Partnering with Catapult, Beck and his team identified the top trends affecting what Whirlpool needs to focus on every day. The six key trends driving the retail innovation are:
- Millennials are constantly connected and “mobile first.”
- We live in a world of sharing and social media. If it doesn’t get shared, it didn’t happen.
- We’re seeking more immersive and multi-sensory experiences.
- We crave meaning and substance in interactions with brands.
- We are more demanding than ever in terms of convenience, value and transparency.
- We expect hyper-relevance.
“The store is no longer just a place to buy, but a place where shoppers go to experience the brand in ways they can’t elsewhere,” Rubin said. “Retail is not just a store but a media channel and, among many other things, a physical manifestation of the brand.”
Whirlpool’s proprietary research showed that while the store remains the No. 1 touchpoint for the moment of purchase, more surprisingly it’s also No. 1 for initial consideration, well above traditional media, and No. 1 or 2 across all phases of active evaluation. “When considering media budgets for next year, you may want to consider in-store as one of your media channels,” Rubin said.
Research by Whirlpool and Catapult together and independently further helped the partners identified these trends that create a picture of today’s in-store landscape.

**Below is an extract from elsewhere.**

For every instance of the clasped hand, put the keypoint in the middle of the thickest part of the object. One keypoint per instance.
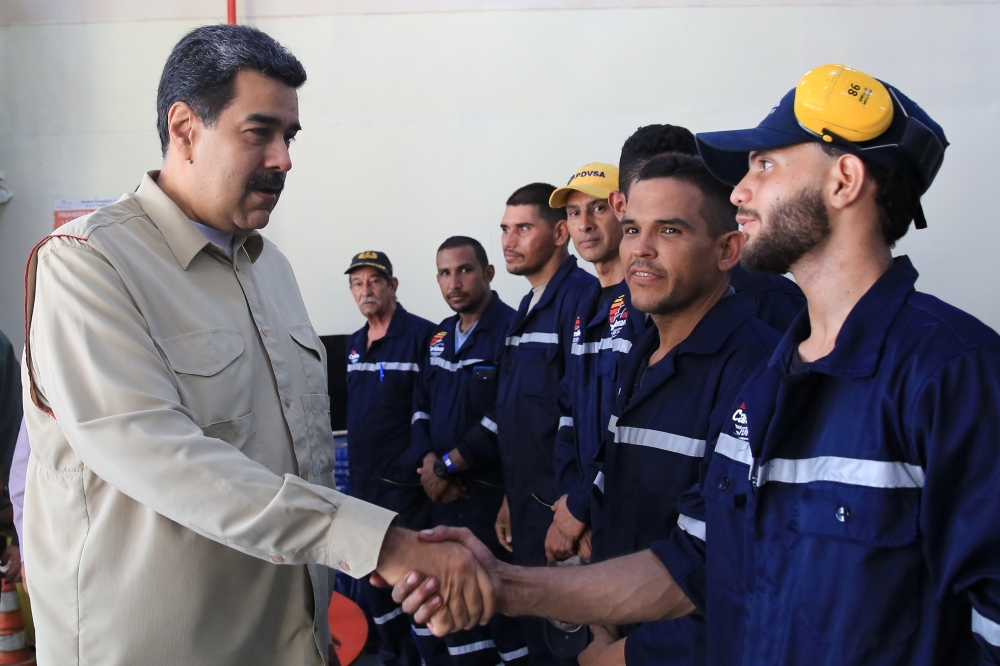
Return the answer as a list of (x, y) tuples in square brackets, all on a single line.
[(458, 584)]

Among them, experiential retail, or “the un-store.” Providing experiences that create an atmosphere and entertainment in-store can increase average purchase by 30%, raise in-store traffic by 33%, improve brand awareness by 48% and grow repeat buyers by 33%, according to co-presenter Sarah Davis, senior vice president and executive creative director, Catapult.
Another trend is using inspiration and influencers. The No. 1 thing people are looking for in their in-store experience related to major appliances is an easy way to access product ratings reviews, said Beck. “Brands and retailers are taking these trends and manifesting themselves in many ways today.”
Beck said manufacturers and retailers need to continue to rethink the role of the store. Retail is very much alive, just in a different way. “These role changes are uncomfortable for manufacturers and retailers because the economics are tough, but once we get through it, we’re going to like the outcome.”